Multi-Criteria Visual Quality Control Algorithm for Selected Technological Processes Designed for Budget IIoT Edge Devices

This paper presents an innovative multi-criteria visual quality control algorithm designed for deployment on cost-effective Edge devices within the Industrial Internet of Things environment. Traditional industrial vision systems are typically associated with high acquisition, implementation, and maintenance costs. The proposed solution addresses the need to reduce these costs while maintaining high defect detection efficiency. The developed algorithm largely eliminates the need for time- and energy-intensive neural network training or retraining, though these capabilities remain optional.

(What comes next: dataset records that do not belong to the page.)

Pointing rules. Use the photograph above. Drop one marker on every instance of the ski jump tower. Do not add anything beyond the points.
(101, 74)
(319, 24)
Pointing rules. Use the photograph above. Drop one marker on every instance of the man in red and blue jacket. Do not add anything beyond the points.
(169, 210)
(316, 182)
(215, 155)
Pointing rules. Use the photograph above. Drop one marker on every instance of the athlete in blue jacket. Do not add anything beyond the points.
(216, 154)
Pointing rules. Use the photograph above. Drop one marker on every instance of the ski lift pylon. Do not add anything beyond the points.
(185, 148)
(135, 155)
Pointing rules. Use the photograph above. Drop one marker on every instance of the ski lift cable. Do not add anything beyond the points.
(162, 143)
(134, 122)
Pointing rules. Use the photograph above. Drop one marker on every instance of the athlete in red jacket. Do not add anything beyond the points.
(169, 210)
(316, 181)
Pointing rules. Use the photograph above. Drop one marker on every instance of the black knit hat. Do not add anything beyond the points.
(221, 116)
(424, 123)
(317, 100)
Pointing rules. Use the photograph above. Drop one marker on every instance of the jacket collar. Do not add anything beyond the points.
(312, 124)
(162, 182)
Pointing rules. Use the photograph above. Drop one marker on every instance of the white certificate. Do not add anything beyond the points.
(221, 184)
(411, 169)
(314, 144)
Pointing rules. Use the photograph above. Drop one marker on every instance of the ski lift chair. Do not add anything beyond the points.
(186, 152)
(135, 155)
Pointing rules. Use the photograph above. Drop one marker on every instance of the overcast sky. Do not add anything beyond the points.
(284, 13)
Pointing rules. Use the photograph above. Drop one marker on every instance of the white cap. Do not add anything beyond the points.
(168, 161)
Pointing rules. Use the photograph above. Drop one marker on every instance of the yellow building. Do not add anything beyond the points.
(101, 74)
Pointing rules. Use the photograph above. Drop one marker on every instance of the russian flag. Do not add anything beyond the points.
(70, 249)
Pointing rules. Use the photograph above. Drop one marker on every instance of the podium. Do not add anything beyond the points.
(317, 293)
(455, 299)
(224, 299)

Consequently, the reliance on human labor, particularly for tasks such as manual data labeling, has been significantly reduced. The algorithm is optimized to run on low-power computing units typical of budget industrial computers, making it a viable alternative to server- or cloud-based solutions. The system supports flexible integration with existing industrial automation infrastructure, but it can also be deployed at manual workstations. The algorithm’s primary application is to assess the spread quality of thick liquid mold filling; however, its effectiveness has also been demonstrated for 3D printing processes. The proposed hybrid algorithm combines three approaches: (1) the classical SSIM image quality metric, (2) depth image measurement using Intel MiDaS technology combined with analysis of depth map visualizations and histogram analysis, and (3) feature extraction using selected artificial intelligence models based on the OpenCLIP framework and publicly available pretrained models. This combination allows the individual methods to compensate for each other’s limitations, resulting in improved defect detection performance. The use of hybrid metrics in defective sample selection has been shown to yield superior algorithmic performance compared to the application of individual methods independently. Experimental tests confirmed the high effectiveness and practical applicability of the proposed solution, preserving low hardware requirements.